La película tiene un final razonablemente feliz, como suelen terminar también las historias reales que han estado marcadas por el sufrimiento, porque a ningún espectador le gusta volver a casa amargado después de haber pagado la entrada. Cicatriz y sus malvados comanches son liquidados, la pequeña Debbie rescatada y Ethan condenado a volver al desierto para purgar la hybris que le ha poseído, como los penitentes de la antigüedad. Una escena grandiosa e inolvidable.
Veámoslo de ese modo, No hay por qué creer que el conflicto palestino-israelí, que nos tiene sumidos en la zozobra, no vaya a ser una película de Hollywood, quien sabe si una secuela de The Searchers. Todo está dispuesto para la producción. Hay reservas indias (Gaza), diferentes tribus enemigas (suníes, chiíes, laicos, gazatíes, jerosolimitanos, cisjordanos), partidas levantiscas que reciben armas de blancos renegados (iraníes, rusos), comanches asesinos (hamas, yihad), territorios de colonización donde menudean los enfrentamientos pero van ganando los buenos (Cisjordania) y, por último pero no en último lugar, un invencible ejército de caballería que simplemente ha sustituido los caballos por los aterradores tanques merkava. Los inmigrantes judíos crearon Hollywood y las primeras cabalgadas de vaqueros contra indios que se vieron en la pantalla al inicio del siglo pasado eran una traslación onírica de los pogromos que sufrieron aquellos emprendedores de la nueva industria cinematográfica en las planicies de Polonia, Ucrania y Rusia. Huidos de la espantosa Europa, los judíos habían llegado como los cristianos al país de las libertades civiles, donde el mercado era la regla de las relaciones humanas.
Ahora estaban en el bando de los perseguidores, así que las pelis del oeste eran una manera de satisfacer los gustos de un entorno social que secretamente les seguía siendo hostil. Nunca pertenecería a un club que admitiera como socio a alguien como yo, ironizaba Groucho Marx. Esta situación empezó a cambiar después de la segunda guerra mundial, con el auge del sionismo y la nueva frontera de Palestina, adoptada por el gobierno de Washington para las necesidades de la guerra fría, que, por lo que hemos descubierto en Ucrania, aún continúa. El guion de la historia aún habría de registrar otro giro sorprendente en las últimas décadas: la concurrencia de los fundamentalismos bíblicos del viejo y el nuevo testamento, históricamente incompatibles y enfrentados, contra el fundamentalismo coránico. En esas estamos.

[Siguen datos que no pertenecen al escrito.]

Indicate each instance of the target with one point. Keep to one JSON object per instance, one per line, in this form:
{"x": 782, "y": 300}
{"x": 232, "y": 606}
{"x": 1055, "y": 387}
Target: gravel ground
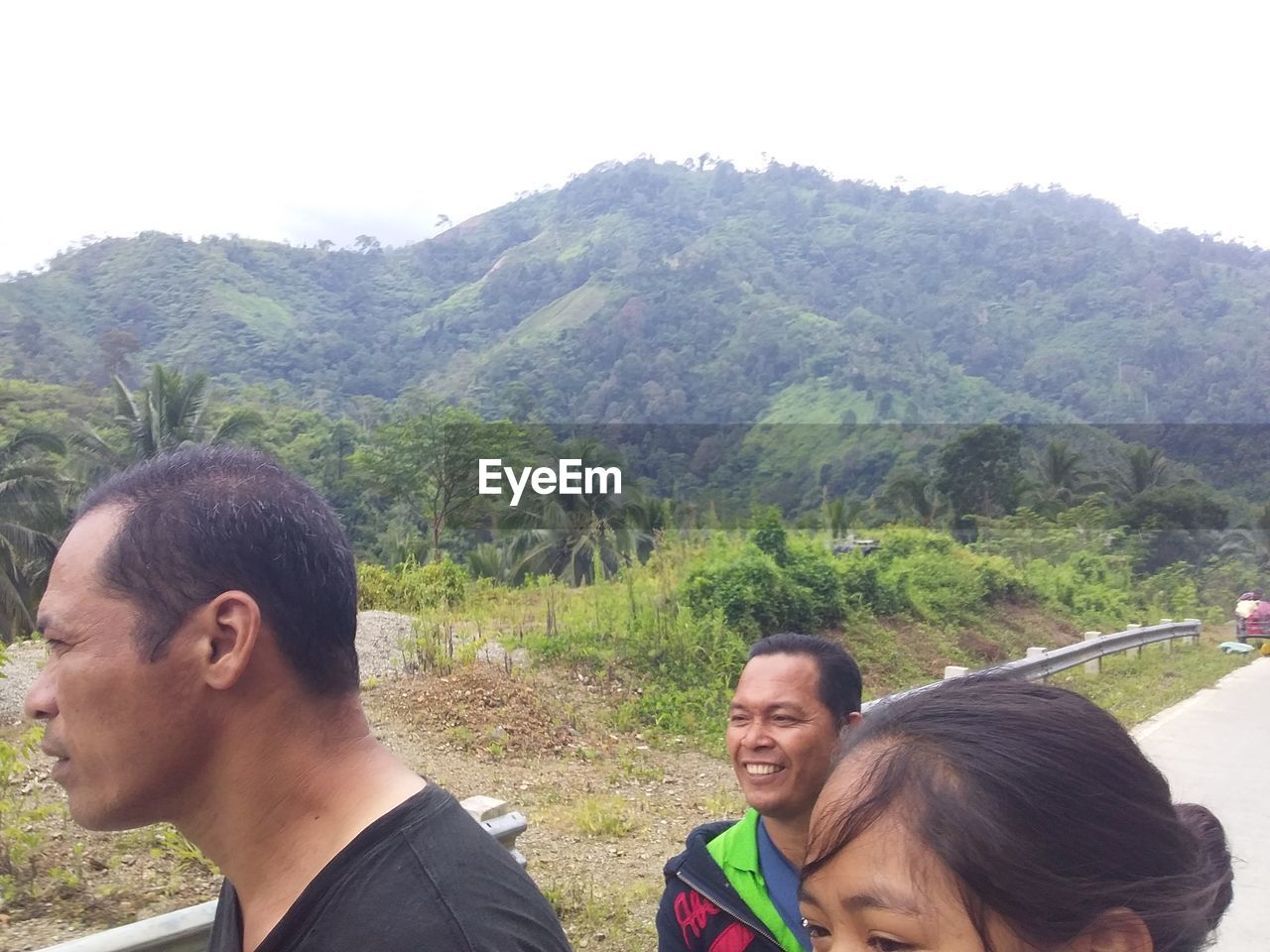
{"x": 379, "y": 653}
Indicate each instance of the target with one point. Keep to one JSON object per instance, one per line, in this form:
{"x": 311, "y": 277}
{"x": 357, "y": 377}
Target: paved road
{"x": 1214, "y": 748}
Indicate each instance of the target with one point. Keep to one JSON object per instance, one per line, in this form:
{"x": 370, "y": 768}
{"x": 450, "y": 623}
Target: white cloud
{"x": 278, "y": 119}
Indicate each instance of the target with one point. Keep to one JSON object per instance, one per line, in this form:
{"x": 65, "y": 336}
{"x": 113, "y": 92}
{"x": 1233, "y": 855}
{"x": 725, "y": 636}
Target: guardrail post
{"x": 1093, "y": 667}
{"x": 1197, "y": 622}
{"x": 1132, "y": 652}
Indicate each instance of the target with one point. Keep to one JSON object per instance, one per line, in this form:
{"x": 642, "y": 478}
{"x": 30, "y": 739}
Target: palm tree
{"x": 1147, "y": 468}
{"x": 912, "y": 493}
{"x": 1061, "y": 477}
{"x": 841, "y": 513}
{"x": 31, "y": 511}
{"x": 570, "y": 536}
{"x": 168, "y": 413}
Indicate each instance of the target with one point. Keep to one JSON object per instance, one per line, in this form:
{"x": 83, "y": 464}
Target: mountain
{"x": 648, "y": 293}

The Searchers, aquí titulada Centauros del desierto (John Ford, 1956), es un clásico y una de las mejoras películas de la historia del cine. El viejo añora la sala oscura y la pantalla luminosa donde la historia es indolora y el espectador inocente, pero algo está fallando: los sueños se infiltran en la realidad. Freddy Krueger duerme en nuestra cama.